Accord tripartite sur le retour des réfugiés mauritaniens

Points de presse, 13 novembre 2007

Ceci est un résumé des déclarations du porte-parole du HCR Ron Redmond à qui toute citation peut être attribuée lors de la conférence de presse du 13 novembre 2007 au Palais des Nations à Genève.

Les Gouvernements de Mauritanie et du Sénégal, ensemble avec l'UNHCR ont signé à Nouakchott lundi après-midi un accord tripartite préparant ainsi le retour de quelque 24 000 réfugiés mauritaniens. La cérémonie de signature a également été suivie par une délégation de réfugiés mauritaniens du Sénégal.

Nous saluons la signature de ce document qui fixe un cadre légal pour le rapatriement et la réintégration volontaires des Mauritaniens réfugiés qui avaient fui leur pays dans les années 80. Ce retour permettre de résoudre l'une des plus longues situations de réfugiés en Afrique et représente la seule solution durable pour le déplacement au Proche Orient et dans la région d'Afrique du Nord actuellement.

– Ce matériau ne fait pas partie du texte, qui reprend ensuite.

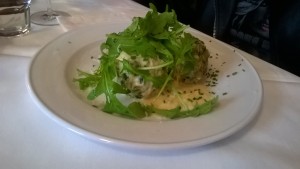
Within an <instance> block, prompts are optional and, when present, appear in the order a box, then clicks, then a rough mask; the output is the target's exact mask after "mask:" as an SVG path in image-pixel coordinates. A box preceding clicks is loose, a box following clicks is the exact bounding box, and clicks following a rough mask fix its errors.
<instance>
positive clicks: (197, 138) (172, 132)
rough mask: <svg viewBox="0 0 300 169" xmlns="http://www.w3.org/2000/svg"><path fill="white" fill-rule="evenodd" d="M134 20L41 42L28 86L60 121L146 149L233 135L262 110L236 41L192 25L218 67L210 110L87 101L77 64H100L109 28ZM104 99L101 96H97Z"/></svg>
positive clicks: (122, 29) (107, 139)
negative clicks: (107, 106) (175, 116)
mask: <svg viewBox="0 0 300 169" xmlns="http://www.w3.org/2000/svg"><path fill="white" fill-rule="evenodd" d="M129 24H130V23H102V24H95V25H90V26H86V27H82V28H78V29H76V30H73V31H70V32H67V33H65V34H63V35H62V36H60V37H58V38H56V39H55V40H53V41H52V42H50V43H49V44H47V45H46V46H45V47H43V48H42V49H41V50H40V51H39V52H38V53H37V55H36V56H35V57H34V59H33V60H32V62H31V65H30V69H29V74H28V75H29V76H28V84H29V85H28V86H29V90H30V93H31V95H32V96H33V98H34V100H35V101H36V103H37V104H38V105H39V107H40V108H41V109H42V111H43V112H45V113H46V114H47V115H48V116H49V117H51V118H52V119H54V120H55V121H56V122H58V123H59V124H61V125H62V126H64V127H66V128H68V129H70V130H72V131H74V132H76V133H78V134H80V135H82V136H85V137H87V138H89V139H92V140H97V141H100V142H103V143H109V144H112V145H117V146H124V147H129V148H143V149H177V148H190V147H194V146H201V145H205V144H209V143H212V142H215V141H218V140H220V139H223V138H225V137H228V136H230V135H232V134H233V133H235V132H237V131H238V130H240V129H242V128H243V127H244V126H245V125H247V124H248V123H249V122H250V121H251V120H252V119H253V118H254V117H255V115H256V114H257V113H258V112H259V110H260V105H261V102H262V93H263V89H262V84H261V80H260V78H259V76H258V74H257V72H256V71H255V69H254V68H253V67H252V65H251V64H250V63H249V62H248V61H247V60H246V59H245V58H244V57H243V56H242V55H241V54H240V53H238V52H237V51H235V49H234V48H233V47H230V46H228V45H226V44H224V43H222V42H220V41H218V40H216V39H214V38H211V37H209V36H206V35H205V34H202V33H200V32H198V31H196V30H194V29H187V31H189V32H190V33H192V34H193V35H194V36H196V37H198V38H199V39H201V40H202V41H203V42H204V43H205V45H206V46H207V48H208V50H209V51H210V55H211V57H210V58H209V64H210V66H211V67H213V68H215V69H217V70H218V71H219V75H218V84H217V85H216V86H215V87H214V88H213V91H214V92H215V93H216V94H217V95H218V96H219V103H218V105H217V107H216V108H215V109H214V110H213V111H212V112H211V113H209V114H206V115H202V116H199V117H189V118H184V119H178V120H132V119H126V118H122V117H118V116H114V115H111V114H107V113H104V112H102V111H101V110H99V109H97V108H95V107H93V106H92V105H91V103H90V102H88V101H87V99H86V97H85V96H84V94H82V93H83V92H82V91H80V90H79V89H78V86H77V85H76V84H75V83H74V81H73V79H74V78H75V77H76V76H77V73H78V72H77V69H80V70H84V71H92V70H93V69H95V67H97V64H98V57H99V54H100V43H102V42H104V41H105V39H106V34H108V33H112V32H120V31H122V30H124V29H125V28H126V27H127V26H128V25H129ZM96 101H100V102H101V100H96Z"/></svg>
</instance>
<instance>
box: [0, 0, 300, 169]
mask: <svg viewBox="0 0 300 169" xmlns="http://www.w3.org/2000/svg"><path fill="white" fill-rule="evenodd" d="M52 4H53V8H55V9H56V10H64V11H66V12H68V13H69V14H70V15H71V16H70V17H67V18H63V17H61V18H59V21H60V25H58V26H38V25H34V24H32V29H31V32H30V33H29V34H27V35H25V36H22V37H16V38H0V166H1V168H5V169H21V168H26V169H38V168H39V169H40V168H43V169H47V168H49V169H50V168H51V169H52V168H66V169H70V168H72V169H77V168H89V169H93V168H128V169H132V168H156V169H159V168H164V169H165V168H172V169H177V168H178V169H182V168H189V169H193V168H195V169H199V168H208V169H221V168H224V169H225V168H226V169H228V168H230V169H234V168H236V169H240V168H249V169H253V168H264V169H283V168H284V169H298V168H300V134H299V131H300V104H299V100H300V78H299V77H298V76H295V75H293V74H291V73H289V72H287V71H284V70H282V69H280V68H278V67H276V66H274V65H271V64H269V63H267V62H265V61H263V60H260V59H258V58H256V57H255V56H252V55H250V54H248V53H245V52H243V51H240V52H241V53H242V54H243V55H244V56H245V58H246V59H248V60H249V61H250V63H251V64H252V65H253V67H254V68H255V69H256V71H257V72H258V74H259V76H260V78H261V80H262V84H263V89H264V93H263V103H262V108H261V110H260V112H259V114H258V116H257V118H255V119H254V120H253V121H252V122H251V123H250V124H249V125H247V126H246V127H245V128H243V129H242V130H240V131H239V132H237V133H235V134H234V135H232V136H230V137H228V138H226V139H223V140H220V141H218V142H215V143H212V144H209V145H206V146H201V147H196V148H193V149H184V150H176V151H145V150H134V149H122V148H116V147H111V146H108V145H106V144H102V143H99V142H94V141H91V140H88V139H86V138H84V137H81V136H79V135H77V134H75V133H74V132H72V131H70V130H68V129H66V128H63V127H62V126H61V125H58V124H57V123H56V122H54V121H53V120H51V119H50V118H48V117H47V116H46V115H45V114H44V113H43V112H42V111H41V110H40V109H39V108H38V107H37V105H36V104H35V103H34V102H33V101H32V99H31V97H30V96H29V92H28V90H27V85H28V84H26V80H25V79H26V76H27V73H28V69H29V64H30V61H31V59H32V58H33V57H34V56H35V54H36V53H37V52H38V51H39V50H40V49H41V48H42V47H43V46H44V45H46V44H47V43H48V42H50V41H51V40H53V39H54V38H56V37H59V36H60V35H62V34H64V33H66V32H67V31H69V30H72V29H74V28H77V27H80V26H86V25H89V24H92V23H100V22H108V23H110V22H124V21H130V20H131V19H132V17H133V16H144V14H145V13H146V12H147V11H148V9H147V8H145V7H143V6H141V5H139V4H137V3H135V2H132V1H129V0H114V1H111V0H101V1H99V0H85V1H80V0H53V2H52ZM45 5H46V3H45V2H44V0H33V1H32V5H31V13H33V12H36V11H40V10H44V9H45V8H46V6H45ZM237 50H238V49H237Z"/></svg>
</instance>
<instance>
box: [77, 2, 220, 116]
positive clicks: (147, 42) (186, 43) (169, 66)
mask: <svg viewBox="0 0 300 169" xmlns="http://www.w3.org/2000/svg"><path fill="white" fill-rule="evenodd" d="M150 8H151V10H150V11H149V12H148V13H147V14H146V16H145V17H135V18H133V20H132V23H131V25H129V26H128V27H127V28H126V29H125V30H124V31H122V32H119V33H111V34H108V35H107V39H106V41H105V42H104V43H102V44H101V46H100V48H101V51H102V55H101V57H100V59H99V60H100V65H99V67H98V68H97V69H96V70H95V71H94V72H93V73H86V72H84V71H81V70H78V72H79V78H76V79H75V82H78V83H79V87H80V89H81V90H86V89H88V88H89V89H92V90H91V91H90V92H89V94H88V96H87V98H88V99H89V100H94V99H95V98H97V97H98V96H100V95H104V96H105V100H106V102H105V105H104V107H103V108H102V110H103V111H105V112H107V113H111V114H117V115H119V116H123V117H127V118H132V119H141V118H144V117H147V116H150V115H151V114H152V113H156V114H159V115H161V116H164V117H167V118H170V119H177V118H184V117H189V116H192V117H196V116H199V115H201V114H206V113H209V112H210V111H211V110H212V109H213V108H214V107H215V105H216V103H217V100H218V97H214V98H212V99H211V100H207V101H206V102H205V103H204V104H201V105H196V106H195V107H194V108H193V109H191V110H182V109H181V105H178V107H177V108H175V109H171V110H162V109H158V108H155V107H153V106H149V105H144V104H142V103H141V102H140V101H139V99H140V98H143V97H144V96H147V95H148V94H149V93H151V91H153V90H156V91H157V93H158V94H157V97H158V96H160V95H164V94H165V93H168V96H169V94H170V93H174V90H175V91H176V89H174V88H175V87H174V85H173V84H174V83H176V84H178V83H185V82H190V81H192V83H195V80H194V79H197V78H198V77H201V76H203V78H205V73H206V72H207V65H208V57H210V55H209V52H208V50H207V49H206V47H205V45H204V43H203V42H202V41H201V40H199V39H197V38H196V37H194V36H192V35H191V34H190V33H186V32H184V30H185V29H186V28H187V26H186V25H183V24H181V23H179V22H178V20H177V16H176V14H175V11H173V10H172V11H168V9H166V11H165V12H163V13H158V11H157V9H156V7H155V6H154V5H153V4H150ZM217 55H218V54H217ZM91 58H93V56H92V57H91ZM212 71H214V70H212ZM209 75H210V77H211V78H213V83H212V84H216V77H217V72H210V74H209ZM195 77H197V78H195ZM149 91H150V92H149ZM176 93H178V94H179V95H181V94H182V93H181V92H176ZM183 93H186V91H183ZM191 93H192V91H191ZM119 94H126V95H129V96H131V97H133V98H136V100H135V101H133V102H131V103H129V104H128V105H125V104H123V103H122V102H121V101H120V100H119V98H118V97H117V95H119ZM178 97H180V96H178ZM200 98H202V97H198V98H195V99H194V100H197V99H200ZM190 100H191V101H193V100H192V99H190ZM163 103H167V101H166V100H164V101H163Z"/></svg>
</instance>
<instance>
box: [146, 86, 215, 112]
mask: <svg viewBox="0 0 300 169" xmlns="http://www.w3.org/2000/svg"><path fill="white" fill-rule="evenodd" d="M157 94H158V92H157V91H155V92H154V93H152V95H151V96H150V97H148V98H144V99H142V100H141V102H142V103H143V104H145V105H152V106H154V107H156V108H158V109H167V110H169V109H174V108H176V107H178V106H180V107H181V110H192V109H193V108H194V107H195V106H196V105H200V104H203V103H204V102H205V101H206V100H210V99H212V98H213V97H214V92H212V91H211V90H210V89H209V88H208V87H207V86H205V85H204V84H182V85H177V86H176V87H174V89H173V90H168V91H164V92H162V93H161V94H160V95H159V96H157Z"/></svg>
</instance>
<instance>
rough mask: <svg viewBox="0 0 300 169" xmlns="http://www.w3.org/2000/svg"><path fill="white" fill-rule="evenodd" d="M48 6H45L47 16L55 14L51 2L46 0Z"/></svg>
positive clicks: (53, 15)
mask: <svg viewBox="0 0 300 169" xmlns="http://www.w3.org/2000/svg"><path fill="white" fill-rule="evenodd" d="M47 2H48V6H47V15H48V16H56V15H57V14H56V13H55V11H54V10H53V9H52V4H51V0H48V1H47Z"/></svg>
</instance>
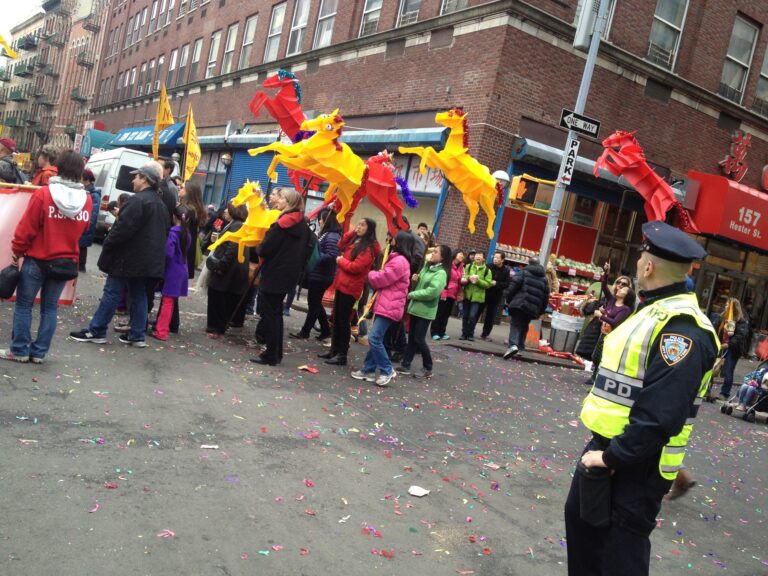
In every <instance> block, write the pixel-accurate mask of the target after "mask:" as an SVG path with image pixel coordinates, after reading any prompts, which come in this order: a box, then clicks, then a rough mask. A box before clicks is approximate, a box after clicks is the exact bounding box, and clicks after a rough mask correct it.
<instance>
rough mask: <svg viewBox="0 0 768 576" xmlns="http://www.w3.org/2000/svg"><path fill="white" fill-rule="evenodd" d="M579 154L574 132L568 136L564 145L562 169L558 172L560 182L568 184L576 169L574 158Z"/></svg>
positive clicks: (575, 164)
mask: <svg viewBox="0 0 768 576" xmlns="http://www.w3.org/2000/svg"><path fill="white" fill-rule="evenodd" d="M578 156H579V140H578V137H577V136H576V135H575V134H574V135H572V136H568V143H567V144H566V145H565V159H564V162H563V171H562V172H561V174H560V182H561V183H562V184H563V185H564V186H568V185H569V184H570V183H571V179H572V178H573V173H574V172H575V171H576V158H577V157H578Z"/></svg>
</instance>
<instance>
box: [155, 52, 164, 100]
mask: <svg viewBox="0 0 768 576" xmlns="http://www.w3.org/2000/svg"><path fill="white" fill-rule="evenodd" d="M164 64H165V56H160V58H158V59H157V73H156V74H155V92H157V91H158V90H160V77H161V76H162V75H163V65H164Z"/></svg>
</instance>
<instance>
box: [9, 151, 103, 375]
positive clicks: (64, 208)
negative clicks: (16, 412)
mask: <svg viewBox="0 0 768 576" xmlns="http://www.w3.org/2000/svg"><path fill="white" fill-rule="evenodd" d="M56 166H57V167H58V169H59V175H58V176H52V177H51V179H50V180H49V182H48V186H43V187H41V188H38V189H37V190H35V191H34V192H33V193H32V197H31V198H30V199H29V204H28V205H27V209H26V211H25V212H24V215H23V216H22V217H21V220H20V221H19V223H18V225H17V226H16V232H15V233H14V236H13V240H12V241H11V252H12V256H11V258H12V263H13V265H14V266H16V267H19V266H21V275H20V276H19V284H18V286H17V288H16V307H15V308H14V311H13V333H12V335H11V347H10V349H6V350H0V359H4V360H12V361H15V362H30V361H31V362H34V363H36V364H40V363H42V362H43V359H44V358H45V355H46V354H47V353H48V349H49V348H50V346H51V340H53V335H54V333H55V332H56V321H57V313H58V302H59V297H60V296H61V292H62V290H64V285H65V284H66V282H67V280H70V279H72V278H76V277H77V263H78V259H79V255H80V247H79V241H80V236H82V235H83V232H85V230H86V229H87V228H88V224H89V220H90V215H91V197H90V194H88V193H87V192H86V191H85V189H84V188H83V185H82V183H81V182H80V180H81V178H82V175H83V168H84V163H83V159H82V157H81V156H80V155H79V154H78V153H77V152H74V151H72V150H66V151H64V152H62V153H61V154H60V155H59V158H57V160H56ZM38 292H40V327H39V329H38V332H37V338H36V339H35V340H34V341H33V340H32V334H31V327H32V306H33V305H34V303H35V296H36V295H37V293H38Z"/></svg>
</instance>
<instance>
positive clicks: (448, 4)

La décision du gouvernement mauritanien de permettre aux réfugiés de rentrer chez eux a coïncidé cette année avec les célébrations de la Journée mondiale du réfugié, le 20 juin.

Les réfugiés originaires de Mauritanie ont passé près de deux décennies en exil, principalement au Sénégal et Mali. En avril 1989, un conflit frontalier de longue durée a éclaté entre la Mauritanie et le Sénégal dégénérant en violence ethnique. Quelque 60 000 Mauritaniens ont fui vers le Sénégal et le Mali. La plupart d'entre eux se sont installés dans des centaines de villages le long de la vallée de la rivière Sénégal. Dans le même temps, des citoyens mauritaniens étaient expulsés vers la Mauritanie.

L'UNHCR a fourni une assistance aux réfugiés mauritaniens dans le nord du Sénégal depuis 1995 et a facilité la réintégration de quelque 35 000 personnes rentrées spontanément en Mauritanie de 1996 à 1998. La plupart de réfugiés restant au Sénégal vivent dans les zones rurales où ils se sont vu accorder un droit d'accès à la terre et aux services publics.

Dans le cadre du travail préparatoire pendant le mois d'août et septembre, l'UNHCR avec les autorités congolaises a mené une enquête parmi les réfugiés mauritaniens. Les premiers résultats montrent que 24 000 réfugiés mauritaniens vivant dans 250 lieux différents le long des 600 kilomètres de la vallée de la rivière Sénégal, souhaitent rentrer chez eux sur la rive opposée.

Dans le même temps, dans le cadre des efforts pour optimiser l'utilisation des ressources pour l'opération, nous avons redéployé beaucoup de matériels, principalement des véhicules et des matériels de secours, depuis d'autres programmes actuellement en phase d'achèvement en Afrique de l'Ouest.

Si le temps et l'état des routes le permettent, le premier convoi de rapatriement volontaire est prévu pour début décembre. Une fois lancée, l'opération est prévue pour durer 17 mois. Nous estimons que d'ici la fin de l'année, quelque 2 000 réfugiés mauritaniens pourront rentrer chez eux.

L'UNHCR organisera le rapatriement volontaire des réfugiés mauritaniens en fournissant un transport sécurisé et une première assistance à la réintégration pour le retour dans les régions d'origine. Le manque de routes praticables en Mauritanie sur les itinéraires de rapatriement est l'un des principaux défis de l'opération. Beaucoup de réfugiés au Sénégal vivent le long de la rivière Sénégal séparant les deux pays. Ils seront transportés avec leurs biens vers leur région d'origine en traversant la rivière vers la Mauritanie. Le transport jusqu'à la destination finale vers leurs régions d'origine nécessitera des véhicules tout terrain.

Nous espérons que la signature de l'accord tripartite encouragera les donateurs à répondre à l'appel pour sept millions de dollars lancé par l'UNHCR en août. Jusqu'à présent, nous avons reçu seulement 1,5 millions, ce qui couvrira seulement les besoins jusqu'à la fin de l'année.